Insights

Overdrive- Not yet in Analytics

Analytics is evolving at a rapid pace than ever and there are newer paths being developed and researched in recent times. These include but are not limited to:

1) Development of data management platforms which have opened new possibilities to measure/collect both structured and unstructured data adding new storage and retrieval possibilities leading to new integrations, the most recent being Cloud based data storage and retrieval

2) As DMP’s have matured overtime, new tools in the business intelligence environment have correspondingly evolved taking visualization and reporting to the next level eg: Tableau, PowerBI, Zoho etc.

 

3) Using statistical tools and machine learning techniques is in these days across various organization. This involves taking decisions based on data and continuously automating the cycle to decision actions based on advanced tools. It also involves taking not only specific actions which are true/false but training computers to take actions like a human brain does with cognitive intelligence. Automated machine learning is automating exploratory data analysis, pre-processing of data, hyper-parameter tuning, model selection and putting models into production.

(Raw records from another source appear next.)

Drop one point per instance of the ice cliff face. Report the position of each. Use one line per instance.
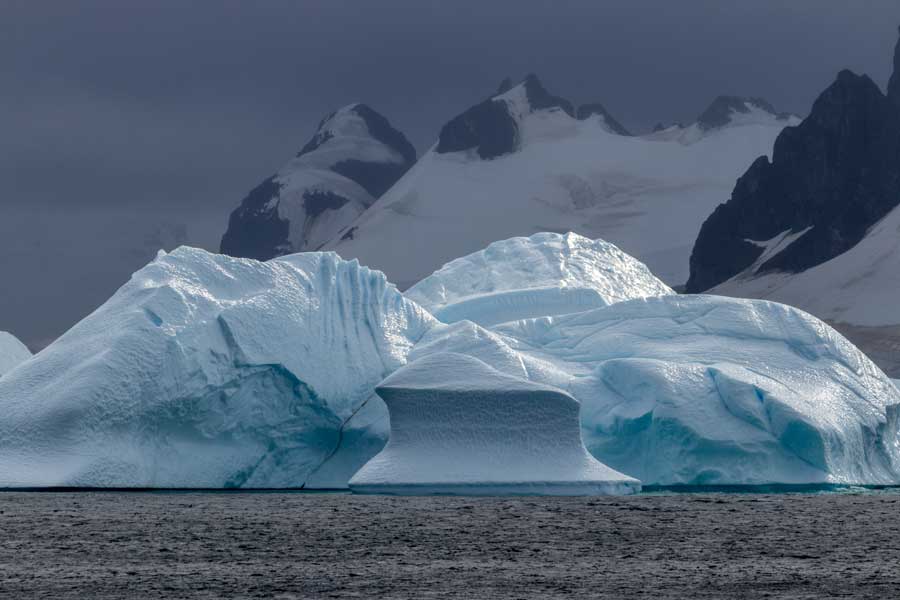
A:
(705, 390)
(353, 158)
(12, 352)
(460, 427)
(208, 371)
(545, 274)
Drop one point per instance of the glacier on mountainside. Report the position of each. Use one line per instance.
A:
(542, 275)
(460, 427)
(537, 167)
(208, 371)
(353, 158)
(12, 352)
(705, 389)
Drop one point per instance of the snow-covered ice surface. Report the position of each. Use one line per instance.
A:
(12, 352)
(857, 292)
(208, 371)
(705, 389)
(459, 426)
(646, 194)
(542, 275)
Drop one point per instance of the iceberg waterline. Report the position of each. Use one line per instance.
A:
(209, 371)
(460, 427)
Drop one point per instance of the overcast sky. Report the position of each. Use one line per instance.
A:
(126, 125)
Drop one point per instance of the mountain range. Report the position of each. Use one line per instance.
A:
(745, 201)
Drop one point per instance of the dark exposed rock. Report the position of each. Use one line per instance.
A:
(489, 129)
(718, 114)
(256, 229)
(381, 129)
(317, 202)
(834, 175)
(894, 83)
(586, 110)
(376, 178)
(539, 98)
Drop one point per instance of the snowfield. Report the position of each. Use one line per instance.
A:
(648, 195)
(460, 427)
(207, 371)
(12, 352)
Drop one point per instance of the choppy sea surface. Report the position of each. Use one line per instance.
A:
(665, 543)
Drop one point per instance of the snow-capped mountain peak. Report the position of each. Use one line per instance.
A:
(726, 110)
(352, 159)
(523, 161)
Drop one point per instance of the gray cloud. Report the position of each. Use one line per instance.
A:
(125, 122)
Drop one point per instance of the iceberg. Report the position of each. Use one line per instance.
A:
(460, 427)
(209, 371)
(12, 352)
(705, 390)
(542, 275)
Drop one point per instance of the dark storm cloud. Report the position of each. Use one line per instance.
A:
(127, 120)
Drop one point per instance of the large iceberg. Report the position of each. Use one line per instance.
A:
(705, 389)
(209, 371)
(460, 427)
(542, 275)
(12, 352)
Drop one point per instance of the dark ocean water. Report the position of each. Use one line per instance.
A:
(661, 544)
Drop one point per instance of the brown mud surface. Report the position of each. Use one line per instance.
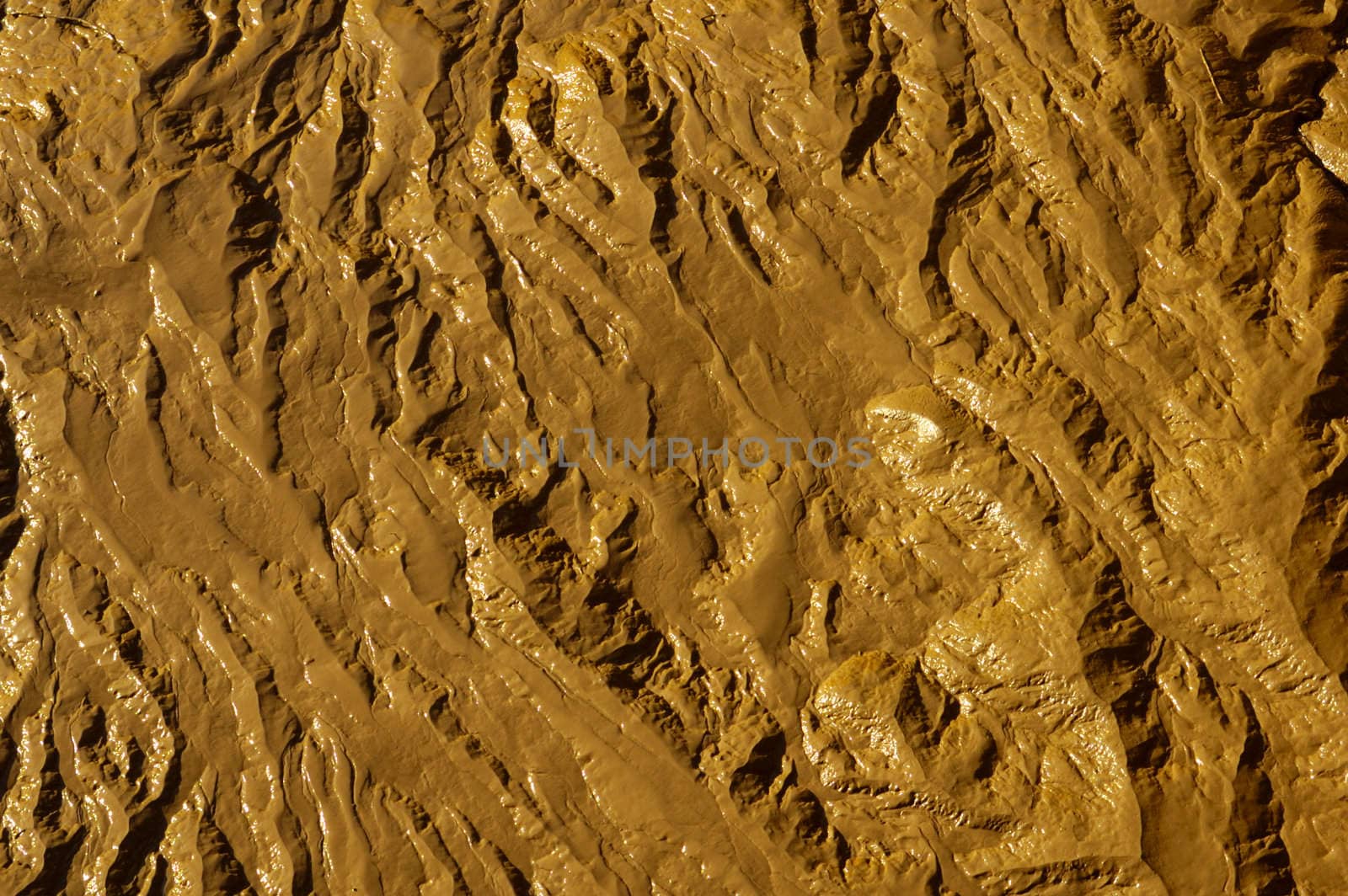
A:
(1075, 269)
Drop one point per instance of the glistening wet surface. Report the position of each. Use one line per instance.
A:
(278, 280)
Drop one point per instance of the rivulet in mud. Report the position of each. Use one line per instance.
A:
(273, 274)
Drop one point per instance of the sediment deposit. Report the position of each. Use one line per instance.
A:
(271, 271)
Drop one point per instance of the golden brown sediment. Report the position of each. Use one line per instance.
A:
(270, 271)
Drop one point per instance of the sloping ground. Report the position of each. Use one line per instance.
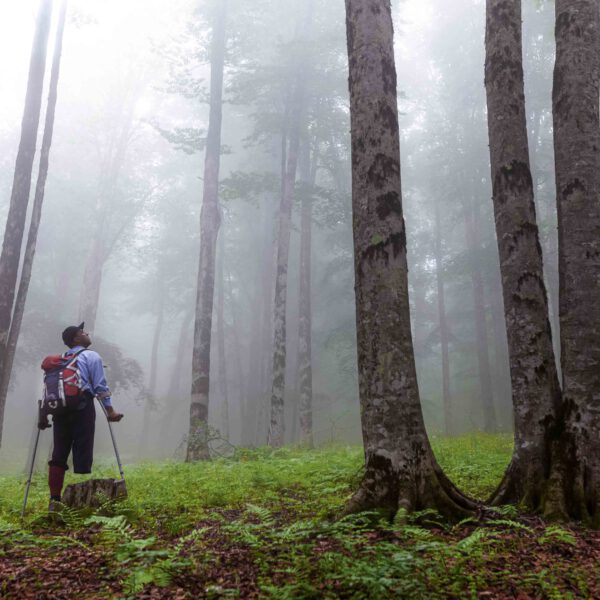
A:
(257, 526)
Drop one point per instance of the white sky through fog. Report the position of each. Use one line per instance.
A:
(97, 33)
(122, 26)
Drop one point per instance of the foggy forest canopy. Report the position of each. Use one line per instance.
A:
(126, 174)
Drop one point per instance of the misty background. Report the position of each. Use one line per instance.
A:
(126, 173)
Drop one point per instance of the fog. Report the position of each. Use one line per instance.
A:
(124, 193)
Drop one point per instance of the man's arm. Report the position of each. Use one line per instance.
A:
(96, 383)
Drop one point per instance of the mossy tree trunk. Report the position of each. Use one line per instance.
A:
(575, 479)
(535, 386)
(401, 471)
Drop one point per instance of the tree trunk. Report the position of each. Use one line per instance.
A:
(483, 357)
(444, 333)
(210, 220)
(180, 366)
(305, 309)
(152, 387)
(17, 212)
(34, 225)
(92, 281)
(277, 424)
(401, 471)
(221, 340)
(575, 480)
(535, 386)
(501, 363)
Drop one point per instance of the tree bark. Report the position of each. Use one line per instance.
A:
(221, 340)
(535, 387)
(210, 220)
(401, 471)
(10, 257)
(444, 333)
(305, 309)
(152, 387)
(481, 338)
(277, 424)
(34, 225)
(92, 280)
(575, 480)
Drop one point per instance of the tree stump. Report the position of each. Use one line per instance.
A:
(94, 492)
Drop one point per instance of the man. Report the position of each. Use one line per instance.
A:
(74, 430)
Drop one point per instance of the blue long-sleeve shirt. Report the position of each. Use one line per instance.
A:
(92, 375)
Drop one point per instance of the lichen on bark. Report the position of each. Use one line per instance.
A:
(400, 469)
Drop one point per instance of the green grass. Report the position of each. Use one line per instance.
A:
(259, 523)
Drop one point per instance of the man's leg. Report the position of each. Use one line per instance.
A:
(57, 466)
(83, 438)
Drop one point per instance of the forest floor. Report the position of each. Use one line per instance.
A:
(258, 525)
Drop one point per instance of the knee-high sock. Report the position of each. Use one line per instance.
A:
(56, 478)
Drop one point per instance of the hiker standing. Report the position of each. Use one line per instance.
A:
(74, 425)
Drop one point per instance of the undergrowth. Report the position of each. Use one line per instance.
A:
(260, 525)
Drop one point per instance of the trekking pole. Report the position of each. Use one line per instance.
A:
(112, 436)
(28, 484)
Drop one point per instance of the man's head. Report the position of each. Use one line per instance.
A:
(75, 335)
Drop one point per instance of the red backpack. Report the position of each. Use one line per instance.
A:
(62, 383)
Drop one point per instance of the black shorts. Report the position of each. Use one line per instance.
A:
(75, 430)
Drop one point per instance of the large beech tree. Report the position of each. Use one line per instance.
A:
(401, 470)
(575, 479)
(556, 463)
(535, 386)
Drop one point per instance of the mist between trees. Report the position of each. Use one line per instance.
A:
(130, 163)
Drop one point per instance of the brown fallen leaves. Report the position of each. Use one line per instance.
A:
(74, 565)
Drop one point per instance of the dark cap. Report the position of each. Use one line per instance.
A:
(70, 332)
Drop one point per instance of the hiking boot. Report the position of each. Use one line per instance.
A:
(112, 415)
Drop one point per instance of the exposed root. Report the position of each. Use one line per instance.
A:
(388, 492)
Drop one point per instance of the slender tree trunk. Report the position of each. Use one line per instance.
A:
(92, 280)
(210, 220)
(19, 199)
(180, 359)
(265, 338)
(444, 333)
(221, 339)
(305, 316)
(180, 366)
(277, 424)
(243, 380)
(152, 387)
(36, 215)
(535, 386)
(401, 471)
(483, 357)
(575, 480)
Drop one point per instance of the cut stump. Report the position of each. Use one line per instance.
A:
(94, 492)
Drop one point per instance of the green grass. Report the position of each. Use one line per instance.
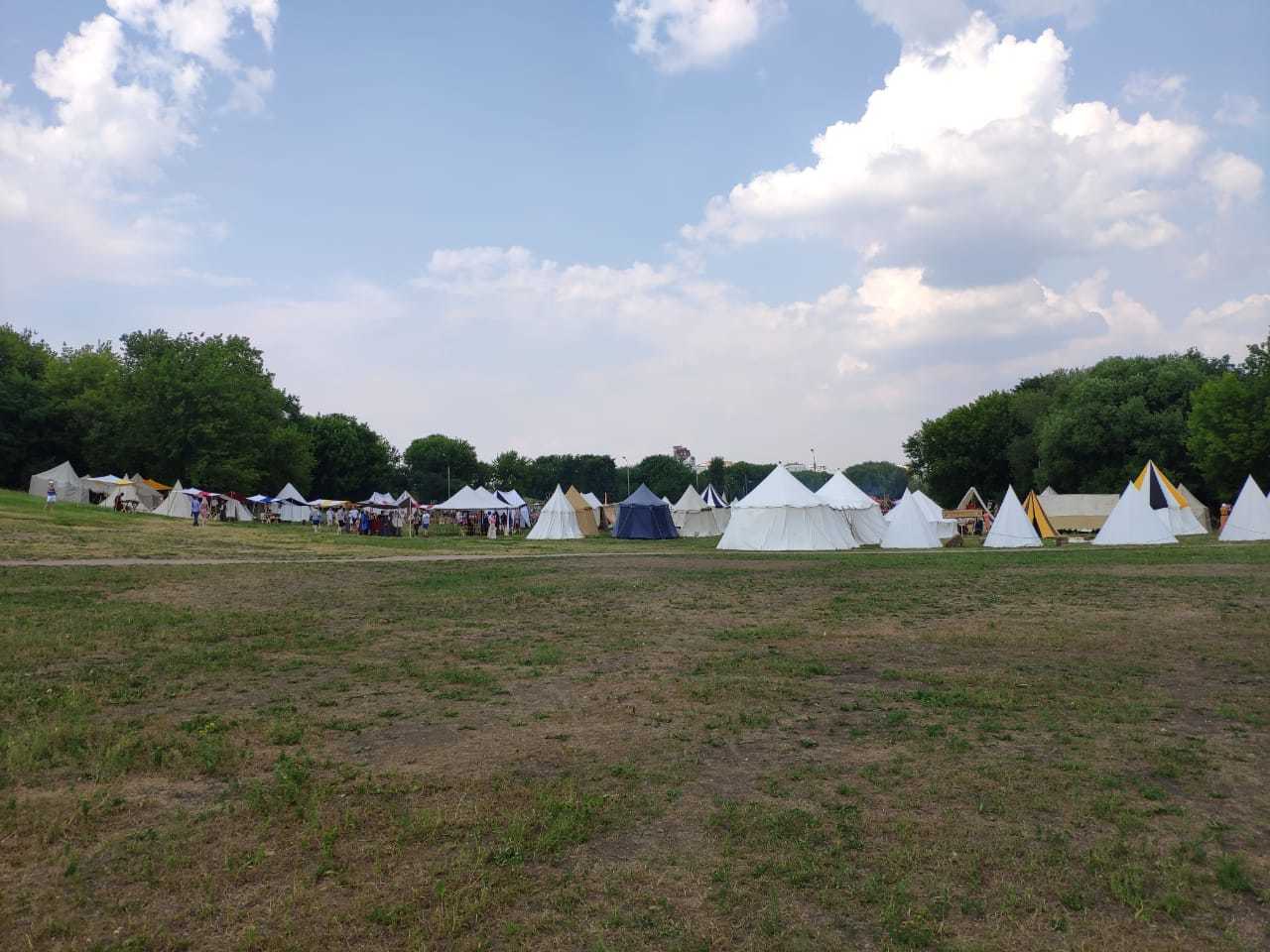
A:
(951, 751)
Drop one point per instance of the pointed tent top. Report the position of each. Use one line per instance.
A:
(1133, 524)
(1011, 529)
(690, 502)
(644, 497)
(842, 493)
(908, 527)
(1248, 518)
(780, 489)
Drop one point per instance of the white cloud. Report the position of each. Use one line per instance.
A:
(1238, 109)
(1155, 87)
(1232, 178)
(685, 35)
(80, 191)
(970, 154)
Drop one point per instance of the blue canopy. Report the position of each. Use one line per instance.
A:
(644, 516)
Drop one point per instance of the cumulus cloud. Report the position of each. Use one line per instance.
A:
(970, 154)
(684, 35)
(79, 190)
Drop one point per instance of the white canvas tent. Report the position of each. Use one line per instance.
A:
(1133, 524)
(1011, 529)
(693, 518)
(176, 506)
(908, 526)
(1250, 518)
(557, 521)
(64, 483)
(290, 506)
(781, 515)
(862, 512)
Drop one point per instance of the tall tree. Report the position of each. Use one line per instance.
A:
(350, 460)
(1228, 430)
(437, 466)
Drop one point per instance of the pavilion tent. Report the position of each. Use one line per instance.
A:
(781, 515)
(1133, 524)
(66, 484)
(513, 498)
(644, 516)
(290, 504)
(908, 526)
(585, 516)
(1202, 515)
(1011, 529)
(1037, 516)
(1250, 518)
(1170, 506)
(862, 513)
(176, 506)
(557, 521)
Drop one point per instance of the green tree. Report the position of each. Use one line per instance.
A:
(879, 477)
(665, 475)
(1228, 429)
(437, 466)
(350, 460)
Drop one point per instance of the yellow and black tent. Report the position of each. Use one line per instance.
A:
(1035, 513)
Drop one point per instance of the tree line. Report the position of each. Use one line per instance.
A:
(1206, 421)
(206, 411)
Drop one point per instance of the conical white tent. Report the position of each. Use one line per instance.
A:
(1011, 529)
(176, 506)
(290, 504)
(557, 521)
(1250, 518)
(693, 518)
(1133, 524)
(64, 483)
(908, 527)
(862, 512)
(784, 516)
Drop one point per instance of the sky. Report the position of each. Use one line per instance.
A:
(753, 227)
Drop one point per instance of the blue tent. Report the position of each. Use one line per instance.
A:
(644, 516)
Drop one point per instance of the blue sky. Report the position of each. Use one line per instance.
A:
(592, 226)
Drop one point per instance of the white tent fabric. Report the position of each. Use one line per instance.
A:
(557, 521)
(66, 484)
(1133, 524)
(1250, 518)
(784, 516)
(1011, 529)
(290, 506)
(693, 518)
(908, 526)
(176, 506)
(934, 513)
(862, 512)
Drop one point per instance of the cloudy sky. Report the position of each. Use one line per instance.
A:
(751, 226)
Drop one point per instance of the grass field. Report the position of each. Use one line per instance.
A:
(677, 749)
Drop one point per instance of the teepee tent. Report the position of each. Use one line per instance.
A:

As the Analytics landscape evolves new techniques are being evolved to minimize the gap between data events and actions related to it, eg: in a product SAAS model- if a customer starts to engage less with a product and falls into the category of segment of customers which might churn due to less engagement due to various reasons, action on such event can be triggered automatedly and damage control can be done at an appropriate time. While this may appear to be a straightforward solution, there is never a singular problem that may causes customer churn; rather there are a number of aspects to consider simultaneously and over time that cause the undesirable outcome eg: – customer churn may occur due to one contact (customer contact) in an account posting a negative social post in addition to less engagement with a product. Overdrive stage has not yet reached in Analytics, with focus moving on making computers act like humans and making them smarter to take actions/decisions to enhance business value and AML environments, there is still more milestones to reach here.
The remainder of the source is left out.